Do you find that meds and therapy help? I see it in my teen girl and we’ve taken action with her — Buspar and therapy. So far, so good.
So glad to see honest accounts of OCD. Needs more exposure as a very real and disruptive even destructive illness, and NOT fussiness or being anal retentive. Thanks for writing
Thanks for sharing your story. I don’t have an OCD diagnosis but found myself relating to a lot of what you wrote. It’s good to learn about illnesses other than the ones I suffer from, and to see the similarities we all have who suffer from mental illnesses.

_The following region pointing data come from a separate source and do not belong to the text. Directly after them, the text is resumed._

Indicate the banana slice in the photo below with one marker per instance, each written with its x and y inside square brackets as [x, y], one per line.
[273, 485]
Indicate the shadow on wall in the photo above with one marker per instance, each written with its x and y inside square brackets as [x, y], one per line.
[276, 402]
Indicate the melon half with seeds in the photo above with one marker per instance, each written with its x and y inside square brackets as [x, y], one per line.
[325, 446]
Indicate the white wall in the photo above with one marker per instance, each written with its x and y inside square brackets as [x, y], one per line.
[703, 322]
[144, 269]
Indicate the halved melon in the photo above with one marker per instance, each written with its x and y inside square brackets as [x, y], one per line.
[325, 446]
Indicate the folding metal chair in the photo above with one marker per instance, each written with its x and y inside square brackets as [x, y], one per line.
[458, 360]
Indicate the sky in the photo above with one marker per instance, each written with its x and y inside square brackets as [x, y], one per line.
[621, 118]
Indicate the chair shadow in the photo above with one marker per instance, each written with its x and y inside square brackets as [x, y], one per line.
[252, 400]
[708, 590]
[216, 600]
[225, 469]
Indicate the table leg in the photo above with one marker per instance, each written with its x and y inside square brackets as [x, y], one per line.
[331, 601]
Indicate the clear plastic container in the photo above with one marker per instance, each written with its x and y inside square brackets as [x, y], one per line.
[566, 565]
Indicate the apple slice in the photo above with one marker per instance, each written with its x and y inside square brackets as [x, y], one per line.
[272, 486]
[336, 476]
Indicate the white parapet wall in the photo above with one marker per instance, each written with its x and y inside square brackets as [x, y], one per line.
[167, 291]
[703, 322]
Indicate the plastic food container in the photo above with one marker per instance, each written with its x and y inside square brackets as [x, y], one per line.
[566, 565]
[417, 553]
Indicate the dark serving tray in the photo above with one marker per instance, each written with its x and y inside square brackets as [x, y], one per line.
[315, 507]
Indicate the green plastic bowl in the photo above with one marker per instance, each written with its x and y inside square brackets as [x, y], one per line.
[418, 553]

James – my son has OCD, and we’ve used neurorepletes to help get his neurotransmitters balanced. Seems to have been the most effective thing we’ve found. We all have a little OCD in us – it’s when it interrupts your life that it becomes a problem. Thanks for sharing.
I remember telling my psychiatrist she had to be wrong when she diagnosed me with OCD. I am not overly clean and I am not numbers obsessed, things I thought were symptoms of OCD.
Instead, I would do things like retracing my steps back to a pot hole I drove over because I could not stop wondering if it was really a person I hit. Or the many times I will drive 20 minutes out of my way to recheck things I KNOW I verified before I left the house or work.
I have noticed that my symptoms whether, anxiety, OCD, or depression are much less when I make sure I get plenty of sleep. Avoid things or situations I know trigger me and keep me from sleep. Ultimately we must try the best we can to seek help from those who can help us manage our minds.
Hopefully, sharing our symptoms will help the health profession find some real help for us.